Blatonite: One of two minerals Pat Haynes discovered in the mid 1990's at the Jomac Uranium Mine, Brown's Rim, San Juan County, Utah, the only locality from which blatonite has ever been reported. An uranyl carbonate (monohydrate), it occurs exclusively in acicular crystals as shown . The name blatonite honors the Belgian crystallographer Norbert Blaton.
Oswaldpeetersite: Another uranyl carbonate found exclusively at the Jomac Uranium Mine, it is named after Belgian crystallographer and uranium mineralogy researcher Maurice Oswald Peters. Oswaldpeetersite is the first known basic uranyl carbonate without additional cations (positive ions) in its structure.
Metamunirite: Discovered by Pat in 1986 at the Burro Mine, Slick Rock, San Miguel County Colorado, this anydrous sodium metavanadate is named for its relationship to munirite and is a product of munirite dehydration. Extremely rare, it most commonly occurs as post-mining efflorescent crusts.

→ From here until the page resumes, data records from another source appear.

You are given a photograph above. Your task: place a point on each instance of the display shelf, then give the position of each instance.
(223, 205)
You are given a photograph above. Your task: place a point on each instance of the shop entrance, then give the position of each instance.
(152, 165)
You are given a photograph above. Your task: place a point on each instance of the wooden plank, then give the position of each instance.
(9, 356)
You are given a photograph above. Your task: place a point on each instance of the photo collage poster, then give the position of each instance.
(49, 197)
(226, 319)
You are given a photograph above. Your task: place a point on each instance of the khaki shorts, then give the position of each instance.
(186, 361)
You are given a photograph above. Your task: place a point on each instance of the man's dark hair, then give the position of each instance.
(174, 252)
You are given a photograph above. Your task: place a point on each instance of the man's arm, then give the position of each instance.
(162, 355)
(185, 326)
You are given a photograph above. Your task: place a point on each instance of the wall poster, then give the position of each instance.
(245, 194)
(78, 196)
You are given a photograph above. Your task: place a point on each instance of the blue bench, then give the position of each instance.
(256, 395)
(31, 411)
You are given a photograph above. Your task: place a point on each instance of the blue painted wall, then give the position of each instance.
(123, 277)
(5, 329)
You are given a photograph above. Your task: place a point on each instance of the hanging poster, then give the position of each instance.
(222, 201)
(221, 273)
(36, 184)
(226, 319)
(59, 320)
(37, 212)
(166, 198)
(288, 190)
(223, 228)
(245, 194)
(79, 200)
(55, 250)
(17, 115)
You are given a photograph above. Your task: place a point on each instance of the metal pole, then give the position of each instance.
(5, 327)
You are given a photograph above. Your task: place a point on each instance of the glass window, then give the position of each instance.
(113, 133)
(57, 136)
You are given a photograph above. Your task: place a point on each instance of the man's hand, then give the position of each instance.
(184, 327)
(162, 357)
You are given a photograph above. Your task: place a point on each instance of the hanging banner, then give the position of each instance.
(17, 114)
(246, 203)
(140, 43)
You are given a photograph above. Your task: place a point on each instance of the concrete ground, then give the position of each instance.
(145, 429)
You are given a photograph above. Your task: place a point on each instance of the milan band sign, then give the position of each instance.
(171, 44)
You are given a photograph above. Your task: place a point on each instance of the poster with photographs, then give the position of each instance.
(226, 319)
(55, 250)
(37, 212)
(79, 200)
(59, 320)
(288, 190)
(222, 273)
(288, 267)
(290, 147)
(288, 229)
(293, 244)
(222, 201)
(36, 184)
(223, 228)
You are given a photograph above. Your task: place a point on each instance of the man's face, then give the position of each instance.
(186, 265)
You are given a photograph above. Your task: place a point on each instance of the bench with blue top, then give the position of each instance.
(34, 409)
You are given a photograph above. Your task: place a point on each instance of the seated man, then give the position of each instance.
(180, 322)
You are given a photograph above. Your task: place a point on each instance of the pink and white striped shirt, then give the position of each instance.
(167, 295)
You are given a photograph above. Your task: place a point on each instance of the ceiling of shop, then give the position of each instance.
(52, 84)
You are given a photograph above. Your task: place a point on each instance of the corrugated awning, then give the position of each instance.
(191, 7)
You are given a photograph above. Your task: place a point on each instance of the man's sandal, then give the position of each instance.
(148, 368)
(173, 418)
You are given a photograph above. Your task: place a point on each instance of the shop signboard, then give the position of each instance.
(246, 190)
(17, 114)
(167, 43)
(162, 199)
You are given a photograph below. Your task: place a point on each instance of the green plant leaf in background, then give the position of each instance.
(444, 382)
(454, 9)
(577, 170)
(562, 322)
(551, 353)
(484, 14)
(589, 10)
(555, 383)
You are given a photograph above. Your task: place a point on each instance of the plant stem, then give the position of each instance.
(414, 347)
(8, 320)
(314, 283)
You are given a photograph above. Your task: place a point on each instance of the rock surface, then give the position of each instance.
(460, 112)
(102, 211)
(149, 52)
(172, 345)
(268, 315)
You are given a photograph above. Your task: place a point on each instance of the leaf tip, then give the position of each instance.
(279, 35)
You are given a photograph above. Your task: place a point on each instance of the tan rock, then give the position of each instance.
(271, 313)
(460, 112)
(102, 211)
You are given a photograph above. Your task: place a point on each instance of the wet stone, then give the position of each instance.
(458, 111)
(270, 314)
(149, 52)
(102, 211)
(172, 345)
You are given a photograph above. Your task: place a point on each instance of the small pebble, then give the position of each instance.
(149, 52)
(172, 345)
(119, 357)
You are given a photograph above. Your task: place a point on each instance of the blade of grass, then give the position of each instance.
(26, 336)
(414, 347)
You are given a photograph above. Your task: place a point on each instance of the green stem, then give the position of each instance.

Maxwellite: In 1983, thinking that he had been collecting durangite at the Squaw Creek Tin Mine in Catron County, New Mexico, Pat later learned that what he'd picked up was a new mineral species. The iron analog of durangite, this fluoro sodium iron arsenate, is named for the late Charles Henry Maxwell, a U.S. Geological Survey geologist renowned for his work in New Mexico.
Squawcreekite: Pat uncovered this iron antimony oxide in 1983 at the Squaw Creek Tin Mine at about the same time he discovered maxwellite. In 1991 the IMA approved it as the new mineral squawcreekite. They later discredited it in 2003 as a tin-rich triphuyite. MINDAT refers to squawcreekite as a synonym of triphuyite.